Profit growth itself can be separated into two pieces: sales growth + margin expansion.
Sales growth is closely tied to nominal GDP growth — as long as we don’t have a recession, sales growth should run fairly strong. Nominal GDP growth surged at a 5.6% annualized pace in Q1 and has averaged about 5.4% over the past five quarters. This is well above the 2010-2019 trend of 4.1% growth. Expect this to continue going forward.
Sales growth was strong even in 2022 (+8.5%) as nominal GDP growth clocked in around 8% for the year. But EPS growth was weak in 2022 (+3.8%) because of a pullback in margins amid surging interest rates. However, margins have expanded a lot over the last three years. Forward margins were around 12% at the end of 2019 and had expanded to 12.7% by the end of 2022. Since then, margins have expanded to 14.5% by the end of 2025, a new all-time high. And they’ve increased even more to 15.2% over the first four months of 2026.
Here’s a look at how this has actually helped S&P 500 returns year to date. I break down EPS growth into sales and margins. As I noted above, the S&P 500 is up 5.7 % year to date.
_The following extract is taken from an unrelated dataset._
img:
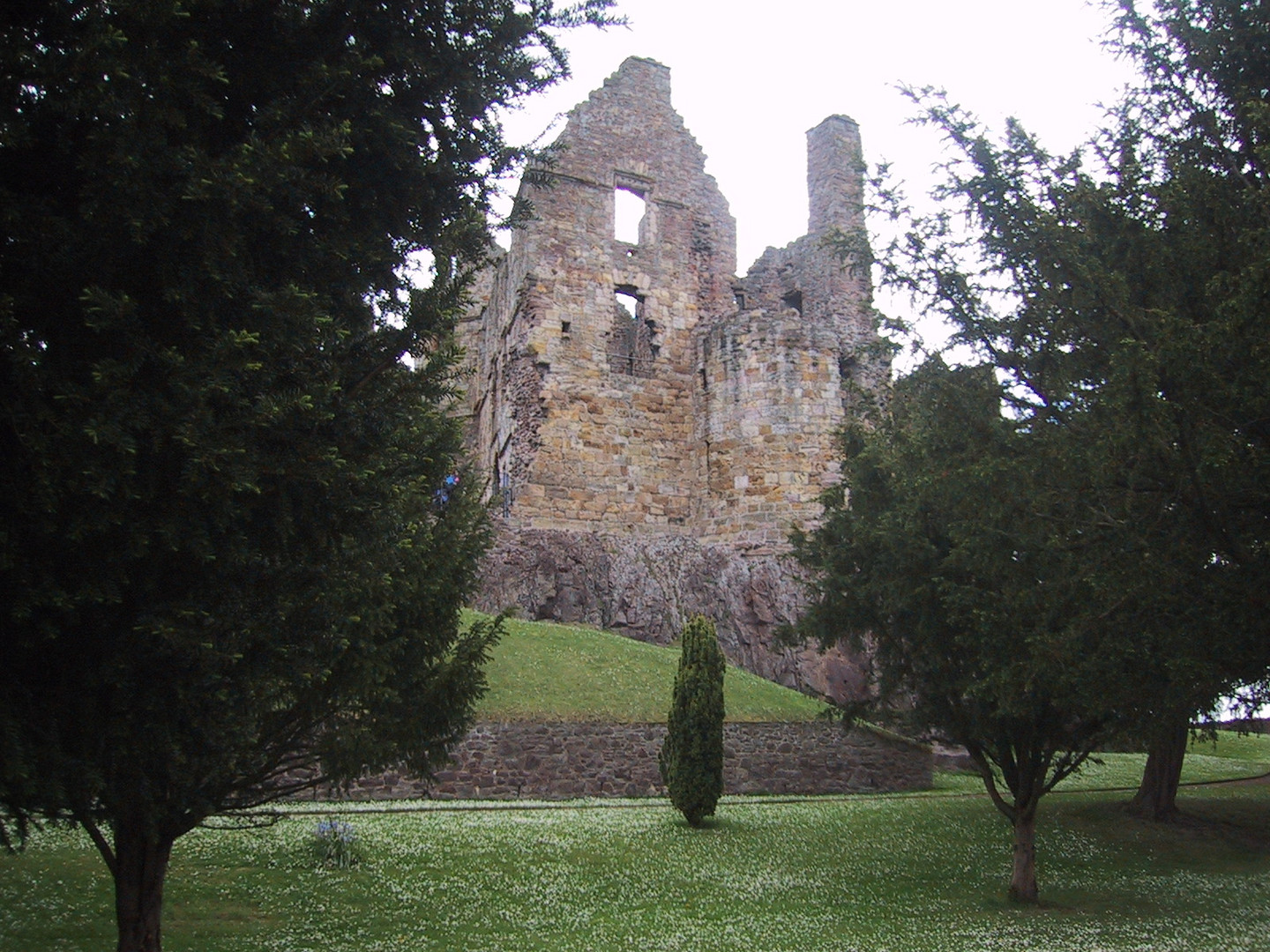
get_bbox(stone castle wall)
[459,57,888,699]
[324,721,932,800]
Here’s a breakdown of the contributions:
- Earnings growth: +9.9%-points
- Sales growth: +4.6%-points
- Margin expansion: +5.3%-points
- Multiple growth: -4.6%-points
- Dividends: +0.4%-points
What this is saying is that profit margin expansion (expected) is the biggest driver of profit growth so far in 2026, even more so than sales growth expectations.
In fact, the above chart showing return drivers for the S&P 500 explains what’s happened this year, and why the index is at an all-time high despite a major crisis in the Middle East.
- The primary driver of the year-to-date return is margin expansion, but the other side of this is inflation.
- Sales growth is strong on the back of strong nominal GDP growth (5-6%), but that’s on the back of inflation rather than real GDP growth (which is likely to run below trend for a second straight year).
- Multiple contractions have been a drag on returns, as markets price in fewer rate cuts and a relatively less dovish Fed amid higher inflation.
Too many commentators are making the mistake of translating an inflation surge into weaker real consumption, and hence weaker economic growth and profit growth. But as we can see, inflation also means margins are rising, and that’s driving profit expectations higher.
We expect the AI wave to continue supporting the stock market, even as inflation remains elevated. Looking ahead, a Federal Reserve that is led by Kevin Warsh is likely to hold rates unchanged for the rest of the year. However, with inflation moving in the wrong direction, that means policy is getting more dovish. Couple that with rising fiscal deficits and the policy environment is supportive of “running it hot,” with nominal GDP growth continuing to clock in around 5-6%. For now, that’s another potential tailwind for stocks.